Within days Hogan had admitted he in fact cut short his quarantine period to play golf in Co Limerick, and eyewitnesses came forward to say they saw him publicly socialising in the K Club in his supposed period of self-isolation.
It wasn’t the initial flouting of rules, but the continued drip of revelations that appeared to show Hogan had misled his boss and allowed spokespeople to give untrue accounts that caused the mood to darken.
When yet more revelations emerged that poked holes in an account furnished to the commission that he claimed was comprehensive, a WhatsApp message issued from an official in the Berlaymont late on Tuesday that read “This is it”.
Even supporters were genuinely at a loss to understand why Hogan had continued to conceal details, which on their revelation further undermined him and built momentum for his downfall.
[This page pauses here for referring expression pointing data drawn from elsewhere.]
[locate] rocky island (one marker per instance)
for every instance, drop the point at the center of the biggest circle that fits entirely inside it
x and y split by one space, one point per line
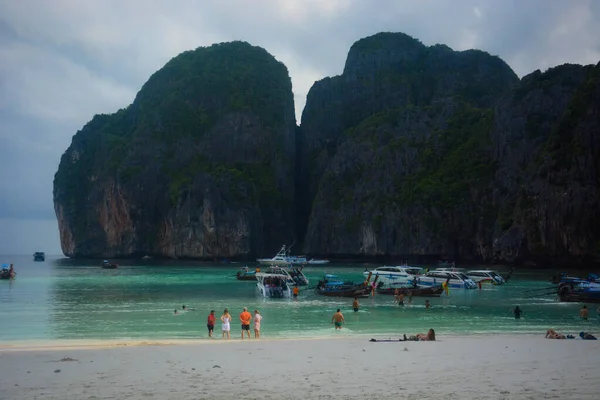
413 151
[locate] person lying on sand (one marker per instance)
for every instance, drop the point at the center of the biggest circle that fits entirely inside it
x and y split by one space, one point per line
552 334
587 336
429 336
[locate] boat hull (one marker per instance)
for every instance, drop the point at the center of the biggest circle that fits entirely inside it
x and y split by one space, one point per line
417 292
245 277
356 291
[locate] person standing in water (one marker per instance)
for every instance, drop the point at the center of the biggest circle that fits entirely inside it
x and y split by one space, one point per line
257 319
355 304
210 322
584 313
337 319
517 312
225 323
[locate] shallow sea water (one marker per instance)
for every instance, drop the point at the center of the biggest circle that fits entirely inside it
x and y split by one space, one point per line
68 299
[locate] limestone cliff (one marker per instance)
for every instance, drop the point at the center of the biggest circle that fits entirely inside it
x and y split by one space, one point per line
200 165
430 152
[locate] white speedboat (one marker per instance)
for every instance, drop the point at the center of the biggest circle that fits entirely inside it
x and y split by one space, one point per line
293 275
273 285
457 280
281 258
486 275
401 274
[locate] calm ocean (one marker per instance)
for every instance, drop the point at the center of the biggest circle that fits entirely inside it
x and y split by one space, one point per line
64 299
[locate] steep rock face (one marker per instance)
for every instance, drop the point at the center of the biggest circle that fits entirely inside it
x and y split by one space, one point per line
200 165
419 150
548 143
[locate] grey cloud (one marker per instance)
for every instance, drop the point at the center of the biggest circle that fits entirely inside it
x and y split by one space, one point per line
64 61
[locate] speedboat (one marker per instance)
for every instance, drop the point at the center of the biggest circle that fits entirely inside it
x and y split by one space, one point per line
7 272
108 265
486 275
274 285
281 258
332 286
244 274
294 275
316 261
402 274
457 280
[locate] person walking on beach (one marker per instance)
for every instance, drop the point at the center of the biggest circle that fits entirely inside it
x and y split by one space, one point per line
517 312
584 313
225 326
337 319
210 323
257 319
245 319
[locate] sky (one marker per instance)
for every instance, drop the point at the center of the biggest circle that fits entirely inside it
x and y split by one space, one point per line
62 61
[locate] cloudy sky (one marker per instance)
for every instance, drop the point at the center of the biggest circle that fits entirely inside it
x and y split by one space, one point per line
62 61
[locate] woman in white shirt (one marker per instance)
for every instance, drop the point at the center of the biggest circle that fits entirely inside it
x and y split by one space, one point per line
225 327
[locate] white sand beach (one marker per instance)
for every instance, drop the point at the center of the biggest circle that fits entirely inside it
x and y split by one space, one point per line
477 367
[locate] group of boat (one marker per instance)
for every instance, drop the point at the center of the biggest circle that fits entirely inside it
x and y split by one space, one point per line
283 257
“It seems so minimal,” one observer remarked of his initial offences. “So why is he allowing there to be a new revelation every day? Why did he not come clean in the first instance?”
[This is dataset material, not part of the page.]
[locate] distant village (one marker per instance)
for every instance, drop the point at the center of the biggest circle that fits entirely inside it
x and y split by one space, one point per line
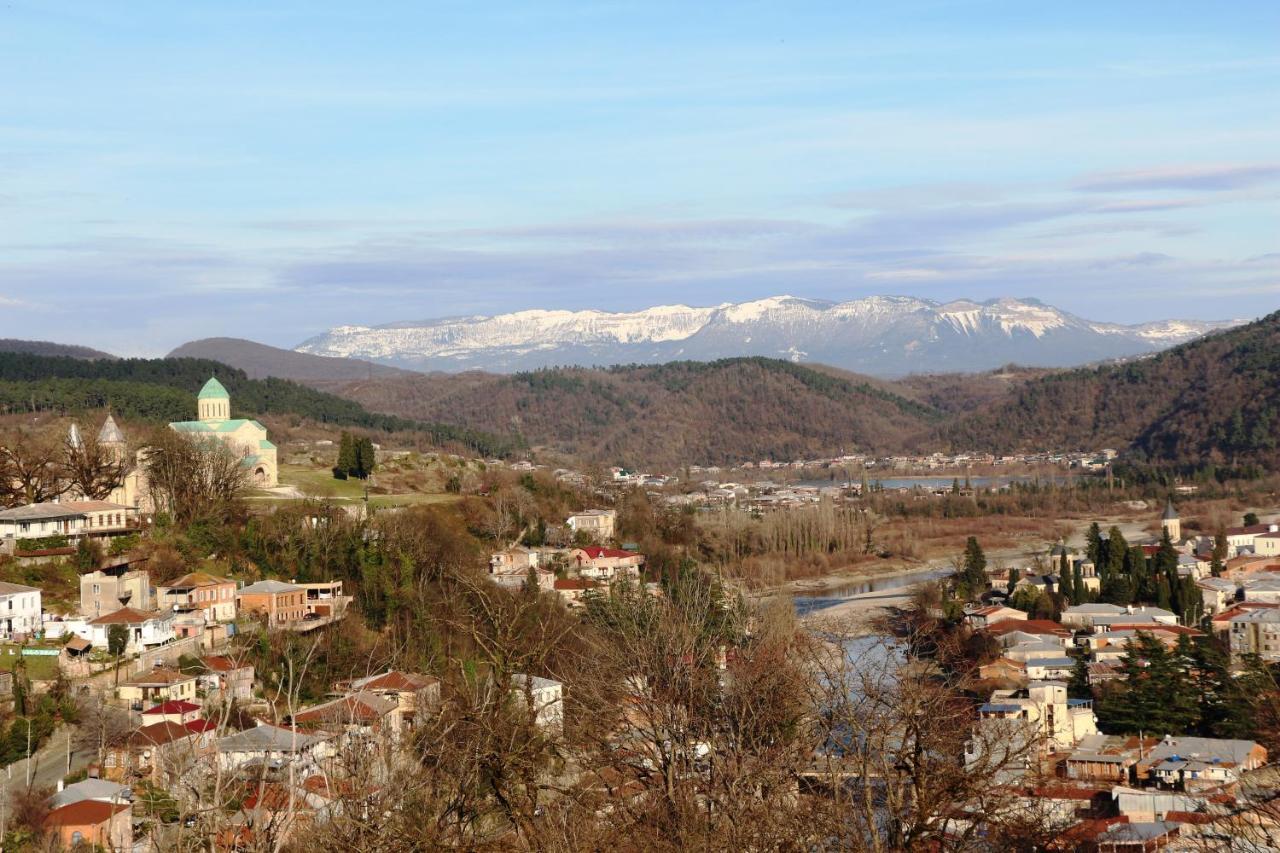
163 655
Hogan’s departure pleases few. He was viewed as effective in the post, and a valued defender of free trade against protectionist impulses, particularly among the northern countries of the EU’s so-called Hansa League.
But by Wednesday he had so damaged his image as a clever political operator that he could only have stayed as a much weakened figure, owing his position to the discretion of European Commission president Urusla von der Leyen, and far from the powerhouse he had been.
Given the circumstances, even some of his staunchest allies came to view his departure as for the best.
There was a glimpse of the work left unaccomplished in what was to be his last public appearance as trade commissioner, an online conference hosted by the EU’s delegation to the United States on the Republican National Convention sidelines, at which he praised the importance of transatlantic trade.
“I do appreciate the very strong collaboration that I have developed with Ambassador Lighthizer and his team,” Hogan said in reference to the US trade representative. “I am very anxious to continue that collaboration with him.”
But as he spoke, discussion was already under way as to who could be his replacement.
According to well-placed analysis, Dublin has a shot at retaining the influential trade portfolio. But only if the Government does not pick a high-profile Irish politician, but instead nominates someone with a more technical background to the liking of von der Leyen.
Lobbying has already begun for the plum job, and Hogan’s supporters are now keen to keep it from falling into the hands of one of the powerful states with a more protectionist bent, such as France, Italy, or Spain.